Das Bundesgericht befasste sich mit der Frage, ob die Voraussetzungen für eine Friedensbürgschaft gemäss Art. 66 StGB gegeben sind, insbesondere im Zusammenhang mit der Drohung des Beschwerdegegners, intime Fotos oder Filme der Beschwerdeführerin zu veröffentlichen.
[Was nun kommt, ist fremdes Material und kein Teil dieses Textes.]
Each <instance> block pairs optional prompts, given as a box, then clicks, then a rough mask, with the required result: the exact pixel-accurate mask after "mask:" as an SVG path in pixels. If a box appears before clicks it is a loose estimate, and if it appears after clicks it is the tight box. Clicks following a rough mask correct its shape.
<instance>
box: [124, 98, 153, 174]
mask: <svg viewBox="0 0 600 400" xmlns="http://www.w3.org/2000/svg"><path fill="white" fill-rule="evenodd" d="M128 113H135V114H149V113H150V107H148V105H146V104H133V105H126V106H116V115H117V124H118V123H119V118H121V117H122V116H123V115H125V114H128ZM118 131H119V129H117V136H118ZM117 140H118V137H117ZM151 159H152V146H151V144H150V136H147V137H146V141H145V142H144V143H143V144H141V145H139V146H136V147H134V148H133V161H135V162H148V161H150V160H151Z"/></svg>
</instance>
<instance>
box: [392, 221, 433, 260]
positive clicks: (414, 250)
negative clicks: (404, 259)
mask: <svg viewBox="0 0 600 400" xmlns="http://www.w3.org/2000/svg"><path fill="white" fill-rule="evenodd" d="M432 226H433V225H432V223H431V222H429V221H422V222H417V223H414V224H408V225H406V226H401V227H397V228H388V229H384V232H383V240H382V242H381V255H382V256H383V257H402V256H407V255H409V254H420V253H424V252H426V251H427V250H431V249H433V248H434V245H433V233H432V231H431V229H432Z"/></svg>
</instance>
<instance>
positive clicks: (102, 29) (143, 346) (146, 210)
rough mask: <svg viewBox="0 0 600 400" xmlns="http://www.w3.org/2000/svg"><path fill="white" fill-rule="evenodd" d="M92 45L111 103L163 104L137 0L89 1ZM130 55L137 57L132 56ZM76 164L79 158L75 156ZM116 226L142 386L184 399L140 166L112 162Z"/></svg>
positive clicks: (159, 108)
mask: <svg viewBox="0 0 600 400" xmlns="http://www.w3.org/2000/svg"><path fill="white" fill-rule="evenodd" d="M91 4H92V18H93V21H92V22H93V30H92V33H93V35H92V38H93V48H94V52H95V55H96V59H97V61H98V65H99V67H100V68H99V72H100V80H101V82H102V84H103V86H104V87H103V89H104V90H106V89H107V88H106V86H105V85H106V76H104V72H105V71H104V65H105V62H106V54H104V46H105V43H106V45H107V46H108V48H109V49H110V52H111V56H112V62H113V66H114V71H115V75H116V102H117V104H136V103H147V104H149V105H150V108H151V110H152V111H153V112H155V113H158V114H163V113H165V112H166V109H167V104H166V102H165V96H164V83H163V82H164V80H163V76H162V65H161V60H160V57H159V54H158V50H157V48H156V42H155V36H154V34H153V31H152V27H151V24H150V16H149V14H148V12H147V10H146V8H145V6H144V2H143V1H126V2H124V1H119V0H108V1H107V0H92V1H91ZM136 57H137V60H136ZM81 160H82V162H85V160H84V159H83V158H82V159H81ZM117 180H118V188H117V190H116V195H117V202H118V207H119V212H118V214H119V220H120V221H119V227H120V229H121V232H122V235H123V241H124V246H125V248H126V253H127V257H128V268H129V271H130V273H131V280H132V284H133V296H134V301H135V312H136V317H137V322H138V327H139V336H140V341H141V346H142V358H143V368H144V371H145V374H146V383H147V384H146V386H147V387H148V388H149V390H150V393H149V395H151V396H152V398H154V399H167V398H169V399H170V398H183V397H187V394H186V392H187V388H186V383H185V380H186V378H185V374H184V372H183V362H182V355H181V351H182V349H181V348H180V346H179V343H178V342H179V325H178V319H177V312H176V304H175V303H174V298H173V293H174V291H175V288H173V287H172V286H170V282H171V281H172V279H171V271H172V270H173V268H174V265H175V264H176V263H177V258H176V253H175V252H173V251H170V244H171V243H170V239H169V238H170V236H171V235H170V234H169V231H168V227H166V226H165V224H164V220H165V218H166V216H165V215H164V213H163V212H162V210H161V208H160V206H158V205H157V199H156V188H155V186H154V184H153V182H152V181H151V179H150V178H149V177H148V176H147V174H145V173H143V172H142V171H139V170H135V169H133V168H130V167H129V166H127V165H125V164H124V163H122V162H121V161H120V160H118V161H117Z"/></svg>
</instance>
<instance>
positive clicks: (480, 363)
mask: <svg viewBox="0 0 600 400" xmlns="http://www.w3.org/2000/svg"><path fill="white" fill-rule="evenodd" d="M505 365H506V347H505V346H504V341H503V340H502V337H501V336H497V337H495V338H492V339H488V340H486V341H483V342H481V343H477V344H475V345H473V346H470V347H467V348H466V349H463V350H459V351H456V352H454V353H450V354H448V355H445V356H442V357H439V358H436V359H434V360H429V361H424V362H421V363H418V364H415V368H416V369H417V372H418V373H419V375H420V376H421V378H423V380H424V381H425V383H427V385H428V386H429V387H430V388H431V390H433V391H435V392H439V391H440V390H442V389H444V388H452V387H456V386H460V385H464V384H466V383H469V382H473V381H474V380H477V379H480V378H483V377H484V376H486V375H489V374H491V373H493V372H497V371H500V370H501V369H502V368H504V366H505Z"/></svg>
Das Gericht stellte fest, dass die Friedensbürgschaft gemäss Art. 66 StGB nur bei Drohungen mit Verbrechen oder Vergehen angeordnet werden kann, nicht jedoch bei Übertretungen. Da die Veröffentlichung intimer Bilder oder Filme weder ein Verbrechen noch ein Vergehen darstellt, waren die Tatbestandsvoraussetzungen für eine Friedensbürgschaft nicht erfüllt. Das Gericht lehnte daher die Auffassung ab, dass Art. 105 Abs. 3 StGB eine analoge Anwendung der Friedensbürgschaft auf Übertretungen zulässt, und wies die Beschwerde ab.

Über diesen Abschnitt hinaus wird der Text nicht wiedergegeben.